His first afternoon and evening were subdued. He slept a lot, explored a little and ate or drank relatively nothing. When it came to bed time, the fun started. We placed him in his bed, situated in the kitchen, and sat in the front room. We wanted for him to get himself comfortable while we were still awake and hoped he would be fast asleep by the time we went to bed. He joined us within about five minutes.
We got a child gate from some relatives. A stroke of genius, we thought, that would get him used to our small kitchen as a place he could call his own. The gate lasted as long as it took Otto to realise he could squeeze through the bars. The decision not to get a crate was on my mind as we went to bed, leaving him in his basket in the kitchen.
It wasn’t long before the whimpering started, then the howling. It was an hour until he was in bed with us. We live in a first floor flat so it was not fair on our neighbours for a young puppy to be so loud late at night. Emma and I are also a pair of softies, which probably had more to do with Otto’s sleeping arrangements than anything else.
Otto settled in quickly.
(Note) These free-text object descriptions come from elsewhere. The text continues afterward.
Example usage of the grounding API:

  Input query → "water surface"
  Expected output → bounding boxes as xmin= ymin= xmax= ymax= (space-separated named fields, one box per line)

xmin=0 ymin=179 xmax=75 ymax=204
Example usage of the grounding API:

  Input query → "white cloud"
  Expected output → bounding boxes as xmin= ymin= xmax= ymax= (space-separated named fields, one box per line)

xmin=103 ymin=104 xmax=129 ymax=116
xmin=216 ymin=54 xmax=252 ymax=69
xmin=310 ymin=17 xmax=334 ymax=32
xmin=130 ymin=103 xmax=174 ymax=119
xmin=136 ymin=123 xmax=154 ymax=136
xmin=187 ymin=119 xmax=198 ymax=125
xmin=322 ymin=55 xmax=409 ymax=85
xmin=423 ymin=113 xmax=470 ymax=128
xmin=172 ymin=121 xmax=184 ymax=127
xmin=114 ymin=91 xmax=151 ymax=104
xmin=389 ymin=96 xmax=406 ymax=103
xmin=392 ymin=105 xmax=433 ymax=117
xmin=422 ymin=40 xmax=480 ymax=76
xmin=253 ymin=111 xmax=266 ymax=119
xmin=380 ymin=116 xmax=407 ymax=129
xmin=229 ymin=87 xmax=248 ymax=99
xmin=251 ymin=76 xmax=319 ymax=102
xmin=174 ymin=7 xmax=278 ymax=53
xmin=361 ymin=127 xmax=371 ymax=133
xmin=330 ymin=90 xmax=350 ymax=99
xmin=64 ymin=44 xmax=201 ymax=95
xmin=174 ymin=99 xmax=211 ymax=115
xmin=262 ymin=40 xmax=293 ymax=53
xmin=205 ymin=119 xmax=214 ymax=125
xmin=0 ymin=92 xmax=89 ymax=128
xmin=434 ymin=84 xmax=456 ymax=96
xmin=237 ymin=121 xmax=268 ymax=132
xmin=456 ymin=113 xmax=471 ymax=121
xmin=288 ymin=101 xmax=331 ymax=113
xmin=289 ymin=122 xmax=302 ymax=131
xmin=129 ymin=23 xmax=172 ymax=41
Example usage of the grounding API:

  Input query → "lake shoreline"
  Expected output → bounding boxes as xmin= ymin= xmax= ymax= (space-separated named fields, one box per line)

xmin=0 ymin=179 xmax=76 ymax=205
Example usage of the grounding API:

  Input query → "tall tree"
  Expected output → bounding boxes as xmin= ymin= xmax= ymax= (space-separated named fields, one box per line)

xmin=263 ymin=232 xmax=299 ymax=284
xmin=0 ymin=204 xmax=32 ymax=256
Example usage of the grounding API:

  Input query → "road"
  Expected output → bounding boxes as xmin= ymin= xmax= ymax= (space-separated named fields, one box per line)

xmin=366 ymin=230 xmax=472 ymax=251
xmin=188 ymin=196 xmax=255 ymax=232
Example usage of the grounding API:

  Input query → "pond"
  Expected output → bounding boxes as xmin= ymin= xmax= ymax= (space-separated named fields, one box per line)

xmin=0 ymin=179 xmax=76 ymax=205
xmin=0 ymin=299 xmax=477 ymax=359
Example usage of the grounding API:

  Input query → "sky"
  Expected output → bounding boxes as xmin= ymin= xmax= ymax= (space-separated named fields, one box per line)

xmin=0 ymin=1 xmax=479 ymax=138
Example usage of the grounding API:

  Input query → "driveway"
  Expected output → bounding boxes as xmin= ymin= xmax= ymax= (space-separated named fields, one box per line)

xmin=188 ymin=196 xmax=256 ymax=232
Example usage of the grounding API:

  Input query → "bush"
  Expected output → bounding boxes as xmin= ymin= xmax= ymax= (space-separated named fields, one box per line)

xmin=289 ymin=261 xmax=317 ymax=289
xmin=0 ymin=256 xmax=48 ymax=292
He woke early the next morning and was quick to commence play. We don’t have carpet so I went to Ikea to buy a cheap rug for the floor. It quickly turned into a chew toy for Otto. It became apparent that Otto’s favourite game is chewing stuff. He chews anything he can get his teeth into. His more conventional favourite chew toys are ‘Luther’, a dachshund-esque toy with a long body made of loofah, and ‘Reek’ which is a small fluffy dog toy that Otto basically treats like his bitch.
Otto slowly found his appetite. Puppy milk was the first alternative food we put him on. He developed a taste for it quickly. Soon he was happy to eat a few biscuits in his puppy milk and eventually was on to puppy food. At the other end, he quickly got used to using his puppy matt too. He was settling in very well, but was still sleeping in our bed.
Some advice from a friend was for the puppy to sleep in his basket next to your bed. If he becomes restless, speak to the puppy in a soothing manner to let them know you are there. We made it to 4am on the first evening before it got too much for him and us. The second evening, he stayed in his basket the whole evening. Another battle felt won.
His first week and a bit of life with his new family ended with a trip to the vets for his second injection. He was putting on weight steadily and progressing well. We had the conversation of worming. Our last dog was on a variety of tablets and antibiotics due to skin issues. We felt this contributed to the AIHA that killed him at seven years old. This has made us wary of over medicating Otto. There must be other ways for dogs to get well, rather than injections and pills. Our vet advised us of recent incidences she had seen as her practice with dogs suffering from Lungworm that early inoculation was worth it.
So far, so good. Otto is settling in well and within a week we will be able to take him out walking and interacting with other dogs. This is when the fun will really begin.